Spooning was his favorite position. He was ready for me to get serious and destroy him. Yuki whimpered and moaned so sweetly for me. It's actually been a few weeks now since I've had sex with anyone, and fucking him drove me absolutely crazy. It was one of the best orgasms I've had in a long time. I could barely move when it was over. Yuki had just enough energy to turn into my chest and pull a blanket over us. We both passed out almost immediately, wrapped up in each other's arms. In that moment, we both forgot what year it was or what had happened to us. It felt like we were back together, in the height of our love two decades ago.

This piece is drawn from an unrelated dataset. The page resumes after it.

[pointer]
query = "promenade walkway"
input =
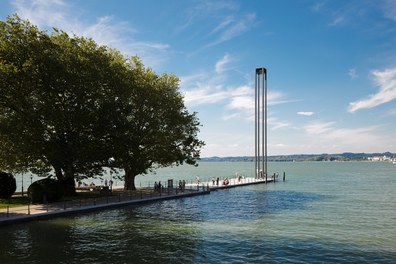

When I woke up the next morning, I was surprised there wasn't any sunlight to run from. Yuki had blackout curtains over every window in the house. Well, I guess some things have changed. Dating me, he rarely got the chance to see the sun, which caused him to develop a fixation with it. He'd try to see daylight whenever he could. Maybe having the freedom to see it whenever he wanted meant it lost it's novelty.